Sombras e Luz

Animados por ideais humanistas, determinados em preservar a paz, países e povos mostraram ter aprendido com a devastação que o mundo tinha vivido após duas guerras mundiais - milhões de mortos numa carnificina nunca vista, um número igualmente inaceitável de deslocados, destruição de bens públicos e privados sem paralelo... As sombras do pesadelo levaram à criação da ONU, onde se estabelece que "nós, os povos das Nações Unidas, resolvidos a preservar as gerações vindouras do flagelo da guerra", e lançaram também a luz para os fundamentos da União Europeia, onde os signatários do Tratado de Roma declaram pretender "estabelecer os fundamentos de uma união sem fissuras e mais estreita entre os países europeus".

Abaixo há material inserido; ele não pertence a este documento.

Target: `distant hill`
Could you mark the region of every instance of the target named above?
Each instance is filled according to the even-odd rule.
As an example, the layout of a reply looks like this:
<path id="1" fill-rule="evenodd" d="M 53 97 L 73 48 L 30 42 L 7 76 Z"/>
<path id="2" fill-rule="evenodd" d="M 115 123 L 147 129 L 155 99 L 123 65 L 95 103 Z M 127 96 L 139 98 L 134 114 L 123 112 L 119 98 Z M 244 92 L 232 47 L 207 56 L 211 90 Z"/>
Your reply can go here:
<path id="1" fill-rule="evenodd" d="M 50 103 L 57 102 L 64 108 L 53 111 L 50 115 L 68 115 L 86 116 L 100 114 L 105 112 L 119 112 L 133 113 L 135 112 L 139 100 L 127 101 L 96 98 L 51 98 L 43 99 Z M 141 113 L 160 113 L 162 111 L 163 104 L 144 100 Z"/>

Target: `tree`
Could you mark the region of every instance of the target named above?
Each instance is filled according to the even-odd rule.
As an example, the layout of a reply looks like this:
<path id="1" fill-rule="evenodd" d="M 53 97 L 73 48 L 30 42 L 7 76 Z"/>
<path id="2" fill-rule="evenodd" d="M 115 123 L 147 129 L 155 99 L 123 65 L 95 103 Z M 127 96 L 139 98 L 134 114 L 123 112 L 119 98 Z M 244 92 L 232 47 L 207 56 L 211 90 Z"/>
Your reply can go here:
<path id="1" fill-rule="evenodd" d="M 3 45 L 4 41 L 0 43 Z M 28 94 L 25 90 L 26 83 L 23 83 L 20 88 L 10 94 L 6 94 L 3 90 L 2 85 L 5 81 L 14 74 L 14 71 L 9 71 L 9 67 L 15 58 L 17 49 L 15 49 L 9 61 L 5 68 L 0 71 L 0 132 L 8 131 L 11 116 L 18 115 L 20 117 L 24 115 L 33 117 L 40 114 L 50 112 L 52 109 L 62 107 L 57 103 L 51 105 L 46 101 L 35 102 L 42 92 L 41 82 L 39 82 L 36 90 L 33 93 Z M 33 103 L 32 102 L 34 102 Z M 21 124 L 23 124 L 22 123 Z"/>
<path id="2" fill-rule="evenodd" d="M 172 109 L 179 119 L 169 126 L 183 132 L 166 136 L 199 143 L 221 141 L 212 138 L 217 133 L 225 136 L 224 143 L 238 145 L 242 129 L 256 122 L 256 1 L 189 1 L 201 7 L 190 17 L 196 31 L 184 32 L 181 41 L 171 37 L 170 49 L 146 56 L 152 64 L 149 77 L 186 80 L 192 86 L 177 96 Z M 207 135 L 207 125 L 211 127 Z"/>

Ao longo de várias décadas ambas criaram uma multiplicidade de organismos, da Unesco à Unicef, da Comissão Europeia ao Parlamento Europeu, remetendo sempre essas novas arquitecturas para o desígnio de servir povos e países, dirimir conflitos, procurar consensos entre divergências. No fundo, tratou-se sempre de dar aos cidadãos do mundo e aos povos do mundo essa ideia de haver algo/alguém a quem recorrer, algo/alguém que funcionasse como farol de esperança na procura da paz, mas também algo/alguém que pudesse ser um último recurso de justiça, algo/alguém que permitisse criar ambientes de segurança, liberdade e tolerância. Nem sempre foi possível. Mas teria sido sempre muito pior sem essas duas entidades supranacionais.

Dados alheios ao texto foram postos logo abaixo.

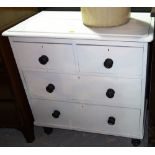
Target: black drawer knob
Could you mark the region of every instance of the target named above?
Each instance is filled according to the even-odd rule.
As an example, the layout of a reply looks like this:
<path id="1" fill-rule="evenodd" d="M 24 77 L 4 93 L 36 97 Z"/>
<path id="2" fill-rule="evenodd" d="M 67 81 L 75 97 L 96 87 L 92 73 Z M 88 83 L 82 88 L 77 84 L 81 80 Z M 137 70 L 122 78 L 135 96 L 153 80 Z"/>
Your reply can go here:
<path id="1" fill-rule="evenodd" d="M 48 93 L 52 93 L 55 89 L 55 86 L 53 84 L 48 84 L 48 86 L 46 87 L 46 91 Z"/>
<path id="2" fill-rule="evenodd" d="M 46 55 L 42 55 L 39 59 L 39 62 L 42 64 L 42 65 L 45 65 L 47 64 L 47 62 L 49 61 L 48 57 Z"/>
<path id="3" fill-rule="evenodd" d="M 113 98 L 115 95 L 115 91 L 113 89 L 108 89 L 107 92 L 106 92 L 106 96 L 108 98 Z"/>
<path id="4" fill-rule="evenodd" d="M 108 118 L 108 124 L 109 124 L 109 125 L 114 125 L 114 124 L 115 124 L 115 117 L 110 116 L 110 117 Z"/>
<path id="5" fill-rule="evenodd" d="M 110 59 L 110 58 L 107 58 L 105 61 L 104 61 L 104 67 L 105 68 L 111 68 L 113 66 L 113 60 Z"/>
<path id="6" fill-rule="evenodd" d="M 60 116 L 60 111 L 54 110 L 53 113 L 52 113 L 52 116 L 53 116 L 53 118 L 59 118 L 59 116 Z"/>

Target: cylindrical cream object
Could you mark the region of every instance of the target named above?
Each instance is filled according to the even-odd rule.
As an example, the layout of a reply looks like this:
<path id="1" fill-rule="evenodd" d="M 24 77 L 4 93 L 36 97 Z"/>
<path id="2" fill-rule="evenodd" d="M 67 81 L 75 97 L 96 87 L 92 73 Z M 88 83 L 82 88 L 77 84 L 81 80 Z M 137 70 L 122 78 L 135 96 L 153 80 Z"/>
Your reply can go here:
<path id="1" fill-rule="evenodd" d="M 82 20 L 87 26 L 112 27 L 128 22 L 129 7 L 81 7 Z"/>

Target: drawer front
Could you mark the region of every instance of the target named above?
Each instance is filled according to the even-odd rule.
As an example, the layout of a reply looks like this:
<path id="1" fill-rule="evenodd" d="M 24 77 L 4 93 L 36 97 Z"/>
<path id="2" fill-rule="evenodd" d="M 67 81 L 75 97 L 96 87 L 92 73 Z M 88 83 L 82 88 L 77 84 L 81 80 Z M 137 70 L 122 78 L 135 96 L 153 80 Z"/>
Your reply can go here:
<path id="1" fill-rule="evenodd" d="M 70 44 L 14 43 L 13 50 L 23 69 L 75 71 L 74 54 Z"/>
<path id="2" fill-rule="evenodd" d="M 35 124 L 127 137 L 139 136 L 140 111 L 31 100 Z M 59 112 L 59 115 L 56 115 Z"/>
<path id="3" fill-rule="evenodd" d="M 141 80 L 26 72 L 32 98 L 140 107 Z"/>
<path id="4" fill-rule="evenodd" d="M 143 48 L 78 45 L 77 52 L 81 72 L 142 74 Z"/>

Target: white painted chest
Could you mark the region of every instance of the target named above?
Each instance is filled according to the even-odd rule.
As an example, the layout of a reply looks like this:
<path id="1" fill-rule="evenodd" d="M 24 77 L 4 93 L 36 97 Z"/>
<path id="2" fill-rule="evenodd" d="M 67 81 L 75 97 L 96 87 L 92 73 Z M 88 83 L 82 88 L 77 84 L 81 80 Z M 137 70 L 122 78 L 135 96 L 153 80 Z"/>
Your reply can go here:
<path id="1" fill-rule="evenodd" d="M 142 139 L 153 19 L 89 28 L 80 12 L 41 12 L 5 31 L 35 125 Z"/>

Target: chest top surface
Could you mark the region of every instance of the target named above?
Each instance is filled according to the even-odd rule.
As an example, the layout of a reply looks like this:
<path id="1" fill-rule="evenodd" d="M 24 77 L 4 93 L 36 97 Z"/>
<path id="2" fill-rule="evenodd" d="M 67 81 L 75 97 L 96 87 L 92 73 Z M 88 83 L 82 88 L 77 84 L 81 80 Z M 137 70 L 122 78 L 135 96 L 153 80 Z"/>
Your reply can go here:
<path id="1" fill-rule="evenodd" d="M 83 24 L 80 12 L 42 11 L 2 35 L 150 42 L 153 29 L 154 18 L 150 17 L 150 13 L 131 13 L 129 22 L 121 26 L 91 28 Z"/>

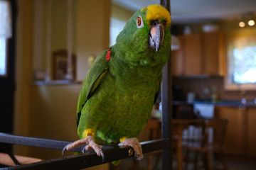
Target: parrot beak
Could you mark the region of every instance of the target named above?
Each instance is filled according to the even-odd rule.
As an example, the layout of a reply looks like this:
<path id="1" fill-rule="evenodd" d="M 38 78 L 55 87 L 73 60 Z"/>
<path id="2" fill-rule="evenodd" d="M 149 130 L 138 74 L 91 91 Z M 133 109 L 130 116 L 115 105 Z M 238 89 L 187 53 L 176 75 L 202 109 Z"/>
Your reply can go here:
<path id="1" fill-rule="evenodd" d="M 151 23 L 151 28 L 149 33 L 149 47 L 156 49 L 156 52 L 160 50 L 164 37 L 164 28 L 162 23 L 154 21 Z"/>

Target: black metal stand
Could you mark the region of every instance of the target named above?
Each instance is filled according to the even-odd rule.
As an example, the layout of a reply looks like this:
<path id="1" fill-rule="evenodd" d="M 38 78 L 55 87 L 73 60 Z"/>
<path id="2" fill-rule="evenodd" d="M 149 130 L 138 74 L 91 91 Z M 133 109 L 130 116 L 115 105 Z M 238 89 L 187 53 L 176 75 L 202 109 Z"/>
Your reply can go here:
<path id="1" fill-rule="evenodd" d="M 170 1 L 161 0 L 161 4 L 170 11 Z M 170 30 L 171 31 L 171 30 Z M 162 115 L 162 139 L 141 142 L 143 153 L 163 149 L 162 169 L 172 169 L 171 151 L 171 58 L 163 69 L 163 82 L 161 90 Z M 30 137 L 17 136 L 0 133 L 0 142 L 14 144 L 22 144 L 62 150 L 71 142 L 41 139 Z M 81 147 L 72 150 L 80 152 Z M 131 150 L 132 149 L 132 150 Z M 105 159 L 99 157 L 94 152 L 87 152 L 83 154 L 63 157 L 58 159 L 42 161 L 25 165 L 17 165 L 9 167 L 8 169 L 81 169 L 102 164 L 130 157 L 132 147 L 119 147 L 103 146 Z"/>
<path id="2" fill-rule="evenodd" d="M 36 138 L 0 133 L 1 142 L 38 147 L 53 149 L 62 150 L 63 148 L 71 142 Z M 141 142 L 143 153 L 149 153 L 155 150 L 169 148 L 169 140 L 157 140 Z M 80 152 L 83 146 L 72 150 Z M 132 149 L 132 150 L 131 150 Z M 116 160 L 130 157 L 132 147 L 119 147 L 103 146 L 105 159 L 97 156 L 93 151 L 88 151 L 83 154 L 63 157 L 58 159 L 42 161 L 39 162 L 19 165 L 9 167 L 9 169 L 81 169 Z M 133 151 L 132 151 L 133 152 Z"/>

Só que o tempo e a distância do flagelo dessas duas guerras globais acabou por levar ambas as organizações a distanciarem-se daqueles para quem foram criadas. A opacidade de várias decisões e os jogos de bastidores de muitos dos seus/nossos dirigentes foram construindo uma relação de desamor entre elas e os cidadãos e povos.

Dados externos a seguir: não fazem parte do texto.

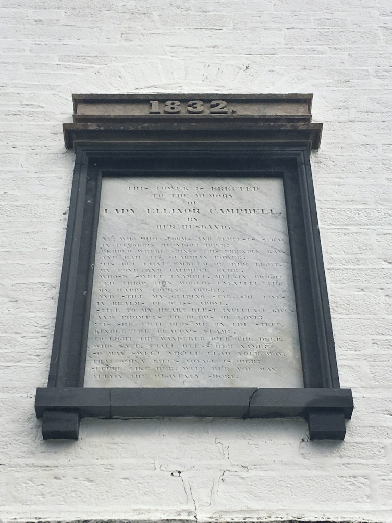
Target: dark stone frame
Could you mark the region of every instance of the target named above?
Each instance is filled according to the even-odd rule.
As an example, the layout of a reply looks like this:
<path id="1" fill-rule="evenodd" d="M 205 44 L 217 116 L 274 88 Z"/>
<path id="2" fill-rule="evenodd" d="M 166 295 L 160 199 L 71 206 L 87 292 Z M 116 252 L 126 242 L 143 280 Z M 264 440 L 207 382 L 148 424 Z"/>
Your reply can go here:
<path id="1" fill-rule="evenodd" d="M 310 439 L 344 439 L 352 397 L 339 383 L 308 145 L 82 143 L 76 155 L 49 378 L 36 397 L 44 439 L 77 439 L 80 417 L 187 416 L 299 416 Z M 102 176 L 179 172 L 283 177 L 304 388 L 83 386 Z"/>

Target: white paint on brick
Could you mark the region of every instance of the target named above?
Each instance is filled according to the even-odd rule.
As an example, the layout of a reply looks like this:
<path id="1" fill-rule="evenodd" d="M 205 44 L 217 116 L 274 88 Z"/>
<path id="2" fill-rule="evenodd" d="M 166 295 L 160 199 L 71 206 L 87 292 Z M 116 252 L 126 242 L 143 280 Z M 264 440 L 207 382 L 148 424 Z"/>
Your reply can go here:
<path id="1" fill-rule="evenodd" d="M 390 0 L 3 0 L 0 514 L 392 521 Z M 314 93 L 312 154 L 345 442 L 294 420 L 84 420 L 42 441 L 73 93 Z"/>

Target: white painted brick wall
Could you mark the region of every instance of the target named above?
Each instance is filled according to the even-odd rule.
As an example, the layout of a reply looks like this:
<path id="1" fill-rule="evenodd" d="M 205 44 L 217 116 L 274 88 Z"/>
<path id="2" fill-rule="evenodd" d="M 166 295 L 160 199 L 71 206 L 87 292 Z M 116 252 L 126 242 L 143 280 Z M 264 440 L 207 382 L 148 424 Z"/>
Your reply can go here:
<path id="1" fill-rule="evenodd" d="M 3 0 L 0 505 L 6 521 L 392 521 L 390 0 Z M 72 93 L 314 93 L 345 441 L 302 420 L 84 420 L 44 442 Z"/>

Esta semana, de uma forma muito singular, cruzam-se em Nova Iorque as duas organizações. A primeira, as Nações Unidas, porque procurou reabilitar a sua imagem num processo de transparência para a escolha do seu próximo secretário-geral; a segunda, a União Europeia, porque mostrou fissuras, desunião, inventando nos limites da legalidade e num jogo de bastidores uma candidatura de última hora para esse mesmo posto.

O resultado da votação que vier a ocorrer no Conselho de Segurança será inequívoco. Para as Nações Unidas.